True credits this variation in repertoire as another reason that he moved to Europe. “I have a long list of choreographers that I have been wanting to dance, and most of them have made their careers in Europe.” True cites William Forsythe as an early leader in a generation of contemporary choreographers creating in Europe. Dresden’s repertoire, in particular, while still including a number of extremely classical ballets, offers the dancers an opportunity to experiment with a variety of techniques. “Learning such a broad range of styles has humbled me greatly. There is always something new to learn, to explore,” Stahnke states. New choreography pushes dancers and provides them with an opportunity and freedom to explore the art form in the way that they love.
Caroline Beach, who began her professional career at Dresden in 2009 and now works as a freelance dancer and choreographer, has had experience with state-funding in both an indirect and direct capacity. With her collaborator Ian Whalen (who also happens to be Stahnke’s husband) she’s been developing a collective project called AnnieQuinn, and through city arts funding they’ve been able to create five performances in three different spaces, invite two guest performance artists, and screen Donna Haraway’s Storytelling for Earthly Survival. She’s also received a funded residency through Tanzpakt and EnKnapGroup, which will take place in Lubljana for the entire month of August. This will allow her to research the beginnings of a project with sound and internet artist Markus Stein. In short, she’s busy.
Beach has found that, despite the tedium of bureaucracy and the process of getting funding, it’s all a small price to pay for the artistic freedom it provides. “Mostly I feel like the funding system here is a dream,” she says. “There is an openness, even an expectation, towards experimentation. Collaboration and interdisciplinary work are valued. There are possibilities to apply for funded residencies, dive into intensive research, and then grow pieces into full blown stage productions through the co-producing model.” She also emphasizes that this process “takes a huge amount of pressure off of the artist to make a work that is market friendly, entertaining, and/or accessible at the expense of their concept or challenging subject material. At the same time, there is a lot of funding for social art projects, participatory art, or art that coincides with city development. I’ve taken part in a few projects that are able to incorporate both outreach and rigorous artistic output.” In addition to funding larger projects, Germany also provides a small stipend for artists who want to work independently, outside of an official company.

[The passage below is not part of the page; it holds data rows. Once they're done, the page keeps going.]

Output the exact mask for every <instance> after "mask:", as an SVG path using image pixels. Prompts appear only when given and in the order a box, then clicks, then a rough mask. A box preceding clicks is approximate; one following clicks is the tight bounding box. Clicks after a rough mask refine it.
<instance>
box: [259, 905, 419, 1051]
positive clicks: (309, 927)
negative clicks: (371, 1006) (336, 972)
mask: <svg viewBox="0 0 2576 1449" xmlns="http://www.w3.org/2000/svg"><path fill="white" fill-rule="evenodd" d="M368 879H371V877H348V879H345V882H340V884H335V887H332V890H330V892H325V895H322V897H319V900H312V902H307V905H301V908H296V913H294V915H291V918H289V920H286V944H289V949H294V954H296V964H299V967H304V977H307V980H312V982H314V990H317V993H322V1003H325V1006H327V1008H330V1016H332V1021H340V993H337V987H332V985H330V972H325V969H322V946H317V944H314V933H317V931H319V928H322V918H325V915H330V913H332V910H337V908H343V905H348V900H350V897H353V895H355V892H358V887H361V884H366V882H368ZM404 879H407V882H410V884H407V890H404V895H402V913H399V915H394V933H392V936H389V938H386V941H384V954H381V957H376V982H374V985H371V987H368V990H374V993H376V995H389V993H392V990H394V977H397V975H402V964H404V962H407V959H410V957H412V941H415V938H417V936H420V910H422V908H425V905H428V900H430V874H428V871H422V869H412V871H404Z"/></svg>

Overall, what stands out the most when looking at the difference between U.S. and European models of arts funding is the discrepancy in understanding that culture is inherent and necessary to a progressive society. Stahnke, True and Beach have found support as artists by moving to a completely different continent, and until the US can learn to provide this same kind of support, we might keep losing our talent and thus risk losing our place as a cultural innovator.